To find out, an FDA advisory committee considered how best to study whether the popular drugs increased the risk of death and serious injury.
"We wouldn't be going through this exercise if we didn't think there was a real possibility of increased risk," Graham told reporters.
Further studies would examine the incidence of sudden death and serious health problems, including stroke and heart attack, among some of the millions of children and adults treated each year with the drugs. That could lead to new warning labels.
The deaths occurred between 1999 and 2003, according to an FDA report. Nineteen of them involved children. The report also detailed 54 cases of serious cardiovascular problems, including heart attack, stroke, hypertension, palpitations and arrhythmia, in adults and children being treated with ADHD drugs.
Some of these ADHD drug-treated patients had pre-existing heart conditions or hypertension.
The drugs include amphetamines, such as Adderall, and methylphenidates, sold as Ritalin, Concerta, Methylin and Metadate.
The FDA said it has tallied an additional 26 deaths between 1969 and 2003 in ADHD patients involving death by suicide, intentional overdose, drowning, heat stroke and from underlying disease.
The FDA's Drug Safety and Risk Management advisory committee is reviewing different ways to study whether the deaths are linked to use of the drugs. The few studies that have looked at longer-term use of ADHD drugs provide little information on those risks, the FDA said.
Analysis of the reports of death and injury suggests a possible link between the drugs and cardiovascular problems, the FDA's Dr. Kate Gelperin told the panel. But the link is not conclusive, nor is it clear whether there is an increased incidence of death or serious injury among people treated with the drugs, she added.
That, Gelperin said, "is really a question we'd like to have answered."
An FDA review found fewer than one case of death or serious injury per 1 million ADHD drug prescriptions filled, with one exception: 1.79 cases per million of nonfatal cardiovascular or cerebrovascular problems in adults treated with amphetamines.
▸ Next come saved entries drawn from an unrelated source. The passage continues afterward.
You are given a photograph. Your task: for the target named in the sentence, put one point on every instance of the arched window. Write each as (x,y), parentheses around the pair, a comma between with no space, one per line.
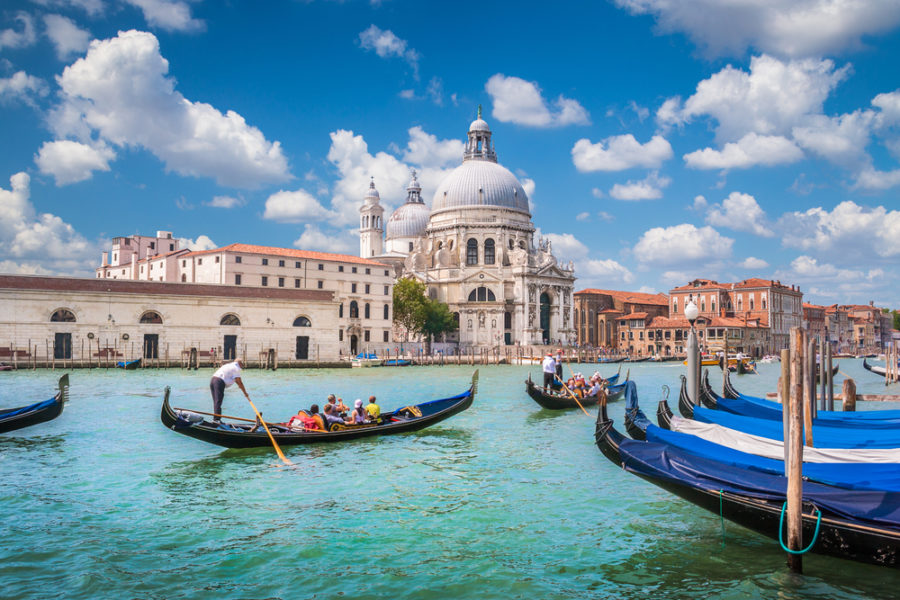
(482,294)
(472,252)
(63,315)
(489,252)
(151,317)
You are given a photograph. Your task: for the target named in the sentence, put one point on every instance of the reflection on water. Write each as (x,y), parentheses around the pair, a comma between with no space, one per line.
(503,500)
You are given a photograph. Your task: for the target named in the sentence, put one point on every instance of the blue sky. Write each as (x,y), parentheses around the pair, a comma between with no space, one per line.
(658,141)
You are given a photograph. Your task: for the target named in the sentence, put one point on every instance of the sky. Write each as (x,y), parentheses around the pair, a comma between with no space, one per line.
(659,141)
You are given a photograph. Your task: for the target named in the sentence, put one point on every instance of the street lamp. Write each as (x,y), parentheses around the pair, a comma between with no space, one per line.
(693,351)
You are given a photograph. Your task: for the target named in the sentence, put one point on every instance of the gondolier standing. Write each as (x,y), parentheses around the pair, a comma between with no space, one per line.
(549,368)
(226,375)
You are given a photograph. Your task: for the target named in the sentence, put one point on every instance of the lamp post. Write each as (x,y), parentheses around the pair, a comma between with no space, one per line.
(693,351)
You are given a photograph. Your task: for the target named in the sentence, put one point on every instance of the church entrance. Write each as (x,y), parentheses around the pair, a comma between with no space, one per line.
(545,317)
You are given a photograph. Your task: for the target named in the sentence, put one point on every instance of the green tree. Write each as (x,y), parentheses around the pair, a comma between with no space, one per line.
(438,320)
(409,305)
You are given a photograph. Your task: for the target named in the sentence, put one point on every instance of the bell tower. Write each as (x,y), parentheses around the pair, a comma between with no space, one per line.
(371,224)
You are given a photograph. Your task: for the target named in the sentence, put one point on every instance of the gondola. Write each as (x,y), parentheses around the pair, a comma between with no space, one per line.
(741,404)
(409,418)
(860,525)
(875,369)
(563,400)
(40,412)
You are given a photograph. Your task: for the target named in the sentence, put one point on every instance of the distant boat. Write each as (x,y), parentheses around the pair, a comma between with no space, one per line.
(366,359)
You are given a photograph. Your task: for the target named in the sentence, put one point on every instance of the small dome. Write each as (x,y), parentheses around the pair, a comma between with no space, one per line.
(480,183)
(479,124)
(409,220)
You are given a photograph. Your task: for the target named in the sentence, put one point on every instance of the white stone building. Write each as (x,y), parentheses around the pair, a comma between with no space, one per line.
(475,251)
(362,288)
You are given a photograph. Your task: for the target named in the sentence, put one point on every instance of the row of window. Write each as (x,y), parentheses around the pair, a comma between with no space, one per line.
(354,310)
(64,315)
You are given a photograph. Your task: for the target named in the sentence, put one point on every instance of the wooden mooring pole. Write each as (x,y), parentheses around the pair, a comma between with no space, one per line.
(795,467)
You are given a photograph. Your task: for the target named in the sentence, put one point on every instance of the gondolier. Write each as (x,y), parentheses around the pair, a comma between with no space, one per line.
(549,368)
(227,374)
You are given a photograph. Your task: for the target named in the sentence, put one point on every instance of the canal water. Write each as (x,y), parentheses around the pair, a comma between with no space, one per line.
(505,500)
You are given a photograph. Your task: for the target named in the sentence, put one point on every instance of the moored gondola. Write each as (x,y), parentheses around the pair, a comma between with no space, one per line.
(231,435)
(860,525)
(39,412)
(563,400)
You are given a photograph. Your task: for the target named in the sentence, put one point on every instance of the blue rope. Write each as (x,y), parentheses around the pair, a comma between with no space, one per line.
(815,535)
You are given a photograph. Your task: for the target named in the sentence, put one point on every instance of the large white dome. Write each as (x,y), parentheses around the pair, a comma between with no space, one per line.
(477,183)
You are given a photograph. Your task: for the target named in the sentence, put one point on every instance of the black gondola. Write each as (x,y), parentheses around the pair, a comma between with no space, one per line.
(409,418)
(40,412)
(847,526)
(563,400)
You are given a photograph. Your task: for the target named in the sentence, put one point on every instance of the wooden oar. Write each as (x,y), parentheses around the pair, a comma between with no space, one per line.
(571,393)
(266,427)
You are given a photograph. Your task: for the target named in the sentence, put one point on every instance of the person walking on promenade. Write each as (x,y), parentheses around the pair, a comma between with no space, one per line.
(227,374)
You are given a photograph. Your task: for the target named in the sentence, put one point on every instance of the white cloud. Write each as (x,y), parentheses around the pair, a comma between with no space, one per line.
(770,100)
(518,101)
(620,152)
(386,45)
(797,28)
(848,233)
(313,238)
(295,207)
(169,15)
(740,212)
(350,154)
(649,188)
(200,244)
(226,202)
(32,242)
(13,38)
(426,150)
(120,90)
(751,262)
(750,151)
(567,247)
(841,140)
(23,87)
(71,162)
(66,36)
(681,244)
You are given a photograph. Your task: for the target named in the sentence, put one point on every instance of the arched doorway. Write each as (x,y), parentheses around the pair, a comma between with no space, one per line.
(545,317)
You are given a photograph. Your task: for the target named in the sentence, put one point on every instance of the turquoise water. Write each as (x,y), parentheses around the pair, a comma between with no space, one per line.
(505,500)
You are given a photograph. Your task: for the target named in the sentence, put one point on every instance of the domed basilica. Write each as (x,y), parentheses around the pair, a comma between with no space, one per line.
(474,250)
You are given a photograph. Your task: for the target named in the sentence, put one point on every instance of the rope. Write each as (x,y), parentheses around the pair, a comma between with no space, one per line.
(815,535)
(722,519)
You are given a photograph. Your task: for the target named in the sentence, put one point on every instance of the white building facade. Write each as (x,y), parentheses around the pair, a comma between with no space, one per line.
(475,251)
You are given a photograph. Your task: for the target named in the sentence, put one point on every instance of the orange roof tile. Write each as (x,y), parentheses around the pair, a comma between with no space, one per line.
(289,253)
(633,297)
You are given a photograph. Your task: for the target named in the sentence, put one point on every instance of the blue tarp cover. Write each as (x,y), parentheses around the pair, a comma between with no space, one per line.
(664,462)
(823,437)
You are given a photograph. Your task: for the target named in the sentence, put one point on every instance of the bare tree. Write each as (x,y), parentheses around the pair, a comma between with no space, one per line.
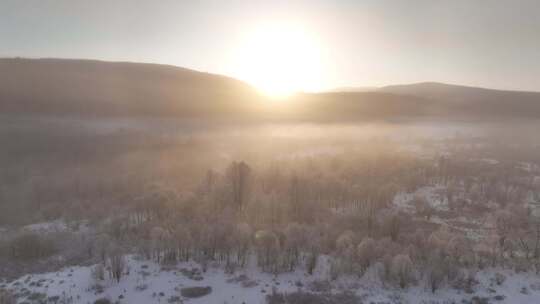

Currently, about two million children and one million adults are prescribed ADHD drugs each month, the FDA's Dr. Andrew Mosholder said. Adult use alone grew 90 percent between March 2002 and June 2005, he said.
Sales of ADHD drugs increased to $3.1 billion in 2004, from $759 million in 2000, according to IMS Health, a pharmaceutical information and consulting firm.
That stepped up use could spell increased risk.
"Because adults have a higher risk of heart disease and stroke to begin with, any increase in risk caused by these drugs could affect a large number of people," Graham said.
The FDA's Canadian equivalent, Health Canada, briefly pulled the ADHD drug Adderall XR from the market last year. A Canadian panel eventually concluded there was inadequate evidence of increased harm from the drug. The FDA reached a similar conclusion at the time.
Adderall is made by Shire Pharmaceuticals and Ritalin is made by Novartis Pharmaceuticals Corp. Various other companies make generic versions of Ritalin as well.
Sen. Chuck Grassley, R-Iowa, criticized the FDA's pace in studying the issue earlier this week.